Smoke from deadly, raging forest fires in Mexico is traveling more than 1,000 miles north into Arizona, causing teary eyes and reduced visibility in Tucson, the National Weather Service said Tuesday.

"We can see that. Some of that is coming from Mexico up through the Gulf of California and then coming up into southeastern Arizona," said Bob Berkovitz, meteorologist for the Weather Service in Phoenix, after scanning satellite images.Because of high clouds, it was difficult to say how much of the haze, if any, was reaching into the Phoenix area, Berkovitz said.

But in Tucson, meteorologist Jim Meyer said the haze from the forest fires had reduced visibility, though not enough to affect aircraft traffic.

"It's been a little bit hazy the last couple of days," Meyer said. The haze was worst on Monday, when it was difficult to see the Santa Catalina Mountains, just north of Tucson, he said.

Visibility was cut in half Monday, from a norm of up to 50 miles, to just 25 miles, Meyer said.
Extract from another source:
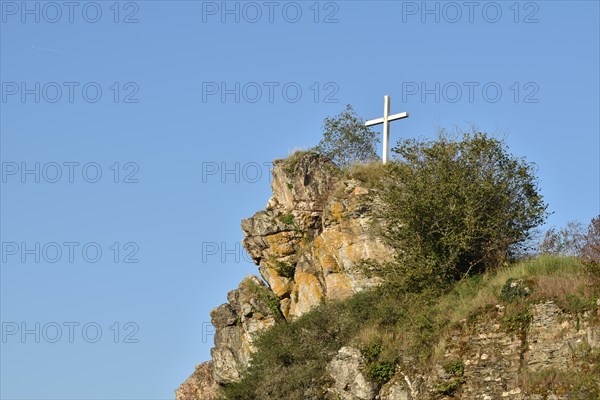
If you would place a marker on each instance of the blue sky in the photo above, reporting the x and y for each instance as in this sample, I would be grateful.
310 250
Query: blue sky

Tuesday, visibility was only 30 miles, and some Tucsonans were reporting teary eyes from the smoke, he said.

Berkovitz said the haze will be short-lived. By Thursday, cooler and dryer air from the Pacific will move west, blowing out the smoke.

Still, Weather Service observers were amazed that the haze could travel so far, funneled along the Sierra Madres from southern Mexico, where El Nino has produced just the opposite effects as the cool, moist weather Arizona's have enjoyed this spring.

The most devastating wildfires in seven decades are raging across Mexico and Central America, gobbling millions of acres of forests and grasslands, closing international airports and pushing blankets of smoke into Texas and gritty haze as far away as Oklahoma, Wisconsin and Georgia.

Smoke from the fires has forced government officials in Mexico and Texas to declare health emergencies, and it was blamed for an airplane crash in Guatemala this weekend that killed three people.

At least 50 people have died in Mexico as a result of the fires, most of them while battling the blazes.

The fires, which are burning across the region from Nicaragua north through El Salvador, Honduras, Guatemala and throughout Mexico, are threatening centuries-old Mayan ruins in Guatemala and have incinerated monkeys, birds and rare plants in some of Mexico's most fragile areas.

The fires have been burning for months, but fed by El Nino-driven drought, have intensified recently.